Questa tecnica, eseguibile in Italia da più di 15 anni in combinazione con un ciclo di PMA (Procreazione Medicalmente Assistita), rappresenta davvero una svolta per tutte le coppie che desiderano una genitorialità responsabile, perché la PGT consente anche di verificare se l’embrione sia affetto o meno da malattie causate da un alterato numero di cromosomi, in modo tale da preferire il trasferimento degli embrioni con la più elevata probabilità di nascere sani. Esistono in Italia circa 60 centri PMA che eseguono questa diagnosi e in alcuni di questi i costi sono totalmente a carico del SSN.
Come gestire la patologia in gravidanza
“La gravidanza nella malattia di Fabry – ha spiegato il prof. Mignani – è un evento frequente che non comporta problematiche particolarmente differenti rispetto alla gravidanza di una donna non affetta dalla malattia”.
L’incidenza delle principali complicanze, come l’eclampsia, è infatti del tutto sovrapponibile a quella della popolazione in generale.
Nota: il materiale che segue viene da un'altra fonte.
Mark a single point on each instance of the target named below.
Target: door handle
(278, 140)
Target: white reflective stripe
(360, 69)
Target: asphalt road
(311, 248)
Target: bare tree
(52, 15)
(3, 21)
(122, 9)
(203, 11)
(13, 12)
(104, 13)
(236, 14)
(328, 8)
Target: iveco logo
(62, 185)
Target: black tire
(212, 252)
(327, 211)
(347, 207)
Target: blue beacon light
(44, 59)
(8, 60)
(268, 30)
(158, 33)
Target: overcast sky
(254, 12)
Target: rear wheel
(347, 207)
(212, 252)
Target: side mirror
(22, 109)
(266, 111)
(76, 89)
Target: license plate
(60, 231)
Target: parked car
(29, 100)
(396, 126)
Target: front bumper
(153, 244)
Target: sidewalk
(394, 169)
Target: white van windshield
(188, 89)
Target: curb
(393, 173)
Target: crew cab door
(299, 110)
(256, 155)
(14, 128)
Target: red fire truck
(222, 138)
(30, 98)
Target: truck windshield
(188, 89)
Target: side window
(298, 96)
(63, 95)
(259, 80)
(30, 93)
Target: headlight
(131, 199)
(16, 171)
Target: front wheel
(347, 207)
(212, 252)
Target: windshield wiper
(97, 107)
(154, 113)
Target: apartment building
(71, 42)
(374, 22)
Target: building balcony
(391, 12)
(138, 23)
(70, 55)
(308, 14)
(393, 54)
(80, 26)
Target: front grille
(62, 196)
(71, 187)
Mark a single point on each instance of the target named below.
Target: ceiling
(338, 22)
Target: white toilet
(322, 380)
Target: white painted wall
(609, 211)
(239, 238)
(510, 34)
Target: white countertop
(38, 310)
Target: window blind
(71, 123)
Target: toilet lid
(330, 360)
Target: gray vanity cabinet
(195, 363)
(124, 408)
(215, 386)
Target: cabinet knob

Ciononostante rimane una gravidanza a rischio, soprattutto nelle pazienti che presentano alterazioni a livello cardiaco o renale, e che richiede un’attenzione e un monitoraggio ginecologico stretto e continuo come in tali condizioni.
Nelle donne che sono in trattamento con le terapie specifiche per la Fabry, come le terapie enzimatiche sostitutive o la terapia chaperonica, la continuazione del trattamento durante la gravidanza può essere consentita seppure sotto stretto controllo di medici esperti della malattia. Diverse esperienze internazionali e anche italiane hanno dimostrato infatti la tolleranza di tali trattamenti e la stabilità della malattia nelle donne che hanno continuato la terapia. Infine non sono documentati particolari problemi o complicanze nei neonati sia di madri in trattamento che non ancora trattate, a parte una modesta prematurità.
La malattia e l’associazione
La Malattia di Anderson-Fabry è legata ad un accumulo di particolari grassi causato dal deficit o dalla carenza di un enzima, chiamato alfa-galattosidasi A. Ciò comporta il depositarsi di scorie nei tessuti viscerali e nell’endotelio vascolare di tutto l’organismo, con danni progressivi a livello cardiaco, renale e del sistema nervoso centrale.
Detto che la diagnosi spesso arriva con anni di ritardo, va ricordato che la malattia si può manifestare in modo estremamente vario con neoformazioni cutanee, problemi oculari, insufficienza renale e cardiopatia. Il coinvolgimento del cuore è caratterizzato da alterazioni del ritmo cardiaco, disturbi della conduzione, che nel tempo possono progredire nello scompenso cardiaco.
Ancora: esistono due differenti forme di malattia di Fabry: la forma classica e la forma ad esordio tardivo. Più in generale, comunque la patologia colpisce soprattutto i reni, il sistema nervoso e l’apparato cardiocircolatorio. Il disturbo ereditario del metabolismo si manifesta fin dall’età pediatrica con angiocheratomi, neuropatia dolorosa, acroparestesie, opacità corneale, problemi all’udito ed episodi febbrili ricorrenti, fino a determinare, in età adulta, delle complicanze cerebrovascolari, insufficienza renale e cardiaca.
L’associazione AIAF APS non ha fini di lucro e si impegna per dare sostegno e tutela a pazienti e famiglie, affinché non si sentano soli a partire dal delicato momento della diagnosi, con l’intento di migliorarne la qualità di vita.